# Hardening tips



## phalange (May 13, 2020)

Searches have turned up a mishmash of solutions, so I'd like to get some suggestions.  I've been happy with FreeBSD in bare metal scenarios, so I'm testing it in a VPS setup as a Jupyter server.

I'm using ipfw and blacklistd set up using the docs here and here but it's sparse.
For examples:
-- for IPFW would I use workstation or client?
-- does IPFW need to be configured to use blacklistd?
-- is fail2ban a better option?  It seems to have more tutorials.

Generally, if anyone has some good common sense tips I'm all ears. This isn't highly sensitive, I just want some sane protection.


----------



## SirDice (May 13, 2020)

phalange said:


> -- for IPFW would I use workstation or client?

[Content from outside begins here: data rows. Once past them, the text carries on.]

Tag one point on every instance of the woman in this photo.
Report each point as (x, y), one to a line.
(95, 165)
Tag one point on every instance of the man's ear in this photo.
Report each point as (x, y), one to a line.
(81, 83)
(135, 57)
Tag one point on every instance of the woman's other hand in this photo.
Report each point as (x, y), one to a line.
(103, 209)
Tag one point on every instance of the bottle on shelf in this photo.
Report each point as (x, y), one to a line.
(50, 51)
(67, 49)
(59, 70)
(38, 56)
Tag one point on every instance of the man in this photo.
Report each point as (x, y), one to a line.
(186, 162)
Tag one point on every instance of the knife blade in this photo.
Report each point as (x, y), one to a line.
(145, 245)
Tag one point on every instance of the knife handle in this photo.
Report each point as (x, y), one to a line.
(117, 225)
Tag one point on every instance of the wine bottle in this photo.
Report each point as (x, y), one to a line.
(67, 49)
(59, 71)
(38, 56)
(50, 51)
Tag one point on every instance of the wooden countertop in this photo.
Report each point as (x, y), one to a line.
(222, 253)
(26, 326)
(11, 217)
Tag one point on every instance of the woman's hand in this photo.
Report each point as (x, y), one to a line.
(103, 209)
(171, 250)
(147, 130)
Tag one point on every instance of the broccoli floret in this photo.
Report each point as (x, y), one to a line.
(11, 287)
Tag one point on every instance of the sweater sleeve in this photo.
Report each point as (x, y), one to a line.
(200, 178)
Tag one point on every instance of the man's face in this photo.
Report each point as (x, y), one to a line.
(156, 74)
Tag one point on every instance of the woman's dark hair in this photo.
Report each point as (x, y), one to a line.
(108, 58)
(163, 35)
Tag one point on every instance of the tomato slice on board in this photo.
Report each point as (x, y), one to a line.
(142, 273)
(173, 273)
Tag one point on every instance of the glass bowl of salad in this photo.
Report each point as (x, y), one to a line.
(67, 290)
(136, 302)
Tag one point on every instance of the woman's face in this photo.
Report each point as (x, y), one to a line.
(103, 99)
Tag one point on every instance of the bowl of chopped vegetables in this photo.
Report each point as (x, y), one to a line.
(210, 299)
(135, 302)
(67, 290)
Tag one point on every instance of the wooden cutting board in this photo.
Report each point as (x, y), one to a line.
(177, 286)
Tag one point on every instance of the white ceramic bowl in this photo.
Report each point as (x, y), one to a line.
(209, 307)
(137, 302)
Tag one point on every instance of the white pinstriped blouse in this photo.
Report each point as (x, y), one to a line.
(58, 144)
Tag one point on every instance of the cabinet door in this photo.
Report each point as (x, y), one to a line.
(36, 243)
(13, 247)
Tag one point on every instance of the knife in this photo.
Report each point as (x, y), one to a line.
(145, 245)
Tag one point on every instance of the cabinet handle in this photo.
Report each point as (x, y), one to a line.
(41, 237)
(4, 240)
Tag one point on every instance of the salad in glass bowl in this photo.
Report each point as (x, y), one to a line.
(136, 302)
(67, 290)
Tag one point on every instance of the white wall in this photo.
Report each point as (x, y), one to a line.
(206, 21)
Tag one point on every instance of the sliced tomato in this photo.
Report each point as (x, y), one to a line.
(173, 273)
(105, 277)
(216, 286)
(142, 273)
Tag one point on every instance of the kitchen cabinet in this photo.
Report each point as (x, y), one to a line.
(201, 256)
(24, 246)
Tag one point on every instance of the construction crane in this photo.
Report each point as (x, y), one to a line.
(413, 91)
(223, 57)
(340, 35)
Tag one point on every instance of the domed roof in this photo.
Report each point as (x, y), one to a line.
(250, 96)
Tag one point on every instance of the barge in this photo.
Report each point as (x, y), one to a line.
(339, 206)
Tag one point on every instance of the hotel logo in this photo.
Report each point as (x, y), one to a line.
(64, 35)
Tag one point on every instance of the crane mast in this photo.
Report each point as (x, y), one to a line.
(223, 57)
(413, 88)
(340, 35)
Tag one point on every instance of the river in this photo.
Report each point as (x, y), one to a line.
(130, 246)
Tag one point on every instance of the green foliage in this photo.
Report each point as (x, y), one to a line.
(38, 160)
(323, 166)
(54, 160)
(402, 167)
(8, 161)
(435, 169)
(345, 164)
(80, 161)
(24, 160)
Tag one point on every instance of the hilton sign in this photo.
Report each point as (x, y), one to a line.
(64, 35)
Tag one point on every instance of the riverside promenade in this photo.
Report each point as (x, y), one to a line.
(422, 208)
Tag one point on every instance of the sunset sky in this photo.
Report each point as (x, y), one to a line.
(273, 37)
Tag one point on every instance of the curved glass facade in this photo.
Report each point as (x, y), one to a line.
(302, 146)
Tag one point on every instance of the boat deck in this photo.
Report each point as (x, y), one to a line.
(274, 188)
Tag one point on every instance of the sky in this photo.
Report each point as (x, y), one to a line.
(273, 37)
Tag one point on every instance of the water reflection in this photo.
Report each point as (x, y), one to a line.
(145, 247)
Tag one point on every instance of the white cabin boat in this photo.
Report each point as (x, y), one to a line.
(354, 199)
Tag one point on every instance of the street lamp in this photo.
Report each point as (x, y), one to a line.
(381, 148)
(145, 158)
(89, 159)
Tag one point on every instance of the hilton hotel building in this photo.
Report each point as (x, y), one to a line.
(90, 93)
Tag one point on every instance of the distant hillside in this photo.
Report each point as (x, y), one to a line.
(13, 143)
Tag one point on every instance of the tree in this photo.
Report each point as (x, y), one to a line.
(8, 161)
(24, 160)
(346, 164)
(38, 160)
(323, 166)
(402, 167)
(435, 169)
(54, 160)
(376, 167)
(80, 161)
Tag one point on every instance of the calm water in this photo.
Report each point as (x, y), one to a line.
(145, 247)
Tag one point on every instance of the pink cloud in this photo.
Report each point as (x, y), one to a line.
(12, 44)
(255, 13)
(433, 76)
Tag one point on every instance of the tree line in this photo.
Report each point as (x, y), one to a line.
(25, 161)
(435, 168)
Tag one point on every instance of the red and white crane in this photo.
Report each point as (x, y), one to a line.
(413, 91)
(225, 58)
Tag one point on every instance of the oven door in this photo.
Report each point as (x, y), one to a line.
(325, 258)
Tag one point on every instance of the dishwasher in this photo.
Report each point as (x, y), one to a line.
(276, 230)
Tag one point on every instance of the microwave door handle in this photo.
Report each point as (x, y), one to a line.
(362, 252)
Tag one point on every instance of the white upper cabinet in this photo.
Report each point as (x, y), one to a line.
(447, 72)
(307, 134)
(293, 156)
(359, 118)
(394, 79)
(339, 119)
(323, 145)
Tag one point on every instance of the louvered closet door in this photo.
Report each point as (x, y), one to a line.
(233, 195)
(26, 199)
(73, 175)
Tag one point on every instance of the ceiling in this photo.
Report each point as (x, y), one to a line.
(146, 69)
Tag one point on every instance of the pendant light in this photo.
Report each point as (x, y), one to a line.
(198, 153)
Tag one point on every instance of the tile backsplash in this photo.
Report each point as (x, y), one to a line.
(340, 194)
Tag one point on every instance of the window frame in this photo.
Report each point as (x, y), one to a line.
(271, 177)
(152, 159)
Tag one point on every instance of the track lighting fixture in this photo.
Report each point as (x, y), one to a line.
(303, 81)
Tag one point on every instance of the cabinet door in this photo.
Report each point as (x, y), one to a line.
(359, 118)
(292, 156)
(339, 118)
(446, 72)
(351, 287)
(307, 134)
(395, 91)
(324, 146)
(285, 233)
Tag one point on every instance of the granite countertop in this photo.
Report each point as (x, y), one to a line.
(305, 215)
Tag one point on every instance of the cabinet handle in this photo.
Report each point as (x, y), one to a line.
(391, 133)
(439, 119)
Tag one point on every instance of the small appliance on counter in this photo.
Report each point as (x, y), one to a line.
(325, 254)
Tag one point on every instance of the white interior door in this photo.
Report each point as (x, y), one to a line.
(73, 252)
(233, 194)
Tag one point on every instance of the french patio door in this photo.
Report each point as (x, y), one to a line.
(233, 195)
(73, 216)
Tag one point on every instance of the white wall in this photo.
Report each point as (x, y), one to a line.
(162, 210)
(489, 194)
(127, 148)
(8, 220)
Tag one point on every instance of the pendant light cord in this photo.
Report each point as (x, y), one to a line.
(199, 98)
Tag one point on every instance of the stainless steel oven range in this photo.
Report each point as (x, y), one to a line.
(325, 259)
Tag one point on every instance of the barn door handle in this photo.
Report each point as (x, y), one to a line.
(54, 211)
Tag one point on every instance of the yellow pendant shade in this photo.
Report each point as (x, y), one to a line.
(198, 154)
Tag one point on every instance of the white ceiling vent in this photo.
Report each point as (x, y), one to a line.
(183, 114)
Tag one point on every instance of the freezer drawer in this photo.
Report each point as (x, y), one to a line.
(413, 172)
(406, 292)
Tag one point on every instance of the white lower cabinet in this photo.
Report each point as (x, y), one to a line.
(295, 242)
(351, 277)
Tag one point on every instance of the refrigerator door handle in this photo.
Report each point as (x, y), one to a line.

Neither. It's a server type installation, so the focus will be on _incoming_ connections. Both workstation and client focus on _outgoing_ connections. The "simple" setup is probably more useful but I would still advise to build your own rules. 



phalange said:


> -- does IPFW need to be configured to use blacklistd?


No, that shouldn't be required for IPFW. Read the script that does the adding of rules, it's /usr/libexec/blacklistd-helper that does the actual work. It's not a complex script. 



phalange said:


> -- is fail2ban a better option? It seems to have more tutorials.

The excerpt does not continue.